Model compression via knowledge distillation: These techniques aim to reduce model size while retaining model accuracy, and are particularly critical for the large-scale, pre-trained models commonly used for language tasks. Compression can be achieved by distilling knowledge from a larger teacher model into a smaller student model; several developments based on this approach have achieved significant reductions in parameter counts, which typically reduce memory requirements correspondingly, as well as inference latency.
- XtremeDistil uses a complementary stage-wise optimization scheme leveraging teacher internal representations, that is agnostic of teacher architecture. XtremeDistil outperformed prior art and compressed teacher models like mBERT by up to 35x for parameters and 51x for latency of batch inference, while retaining 95% of its accuracy. Using the XtremeDistil approach with the ONNX runtime on a multilingual Named Entity Recognition (NER) task, Walmart Labs was able to reduce inference time by over a factor of 30 (from 30 milliseconds to less than 1 millisecond).
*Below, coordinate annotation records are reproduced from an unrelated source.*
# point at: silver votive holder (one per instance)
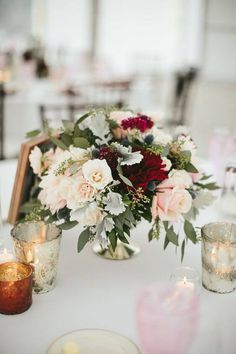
(219, 257)
(38, 244)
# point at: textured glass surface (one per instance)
(219, 257)
(15, 287)
(38, 244)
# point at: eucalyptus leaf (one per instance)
(113, 239)
(68, 225)
(190, 168)
(66, 139)
(81, 142)
(126, 180)
(166, 242)
(172, 236)
(83, 239)
(190, 231)
(182, 250)
(58, 143)
(33, 133)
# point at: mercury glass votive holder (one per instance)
(219, 257)
(38, 244)
(15, 287)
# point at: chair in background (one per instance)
(55, 113)
(182, 89)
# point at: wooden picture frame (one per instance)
(23, 179)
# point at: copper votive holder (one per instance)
(15, 287)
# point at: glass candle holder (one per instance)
(219, 257)
(38, 244)
(188, 278)
(15, 287)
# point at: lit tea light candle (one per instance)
(15, 287)
(6, 256)
(219, 257)
(187, 278)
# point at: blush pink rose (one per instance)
(171, 201)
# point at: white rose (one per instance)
(160, 138)
(97, 173)
(181, 177)
(90, 215)
(51, 195)
(187, 144)
(80, 192)
(79, 154)
(35, 159)
(118, 116)
(167, 162)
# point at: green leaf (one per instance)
(166, 242)
(190, 231)
(82, 118)
(172, 236)
(165, 223)
(28, 207)
(125, 180)
(68, 126)
(33, 133)
(123, 239)
(204, 177)
(83, 239)
(190, 168)
(113, 239)
(68, 225)
(58, 143)
(118, 223)
(210, 186)
(182, 250)
(81, 142)
(66, 139)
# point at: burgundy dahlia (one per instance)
(150, 169)
(141, 122)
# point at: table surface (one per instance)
(95, 293)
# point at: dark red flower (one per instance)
(141, 122)
(151, 168)
(111, 156)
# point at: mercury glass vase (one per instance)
(38, 244)
(219, 257)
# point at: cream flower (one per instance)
(180, 177)
(35, 159)
(90, 215)
(97, 173)
(170, 203)
(160, 138)
(167, 162)
(118, 116)
(80, 193)
(53, 194)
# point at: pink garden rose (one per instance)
(171, 201)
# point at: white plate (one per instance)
(95, 341)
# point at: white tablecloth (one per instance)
(96, 293)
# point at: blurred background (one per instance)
(174, 59)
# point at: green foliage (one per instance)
(190, 231)
(81, 142)
(33, 133)
(83, 239)
(68, 225)
(58, 143)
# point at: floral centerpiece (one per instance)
(112, 169)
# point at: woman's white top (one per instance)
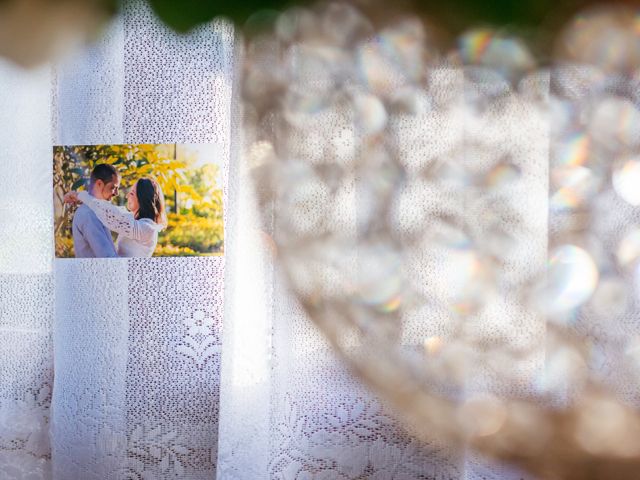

- MiniLM uses deep self-attention to distill pre-trained language models, into models that are 50% smaller (i.e., 50% of the teacher parameters and computations) while retaining 99% of the model accuracy. It also obtains competitive results in applying deep self-attention distillation to multilingual pre-trained models.
- AutoDistil combines distillation and neural architecture search to further improve distillation, outperforming leading compression techniques by achieving up to 2.7x reduction in computational cost with negligible loss in task performance.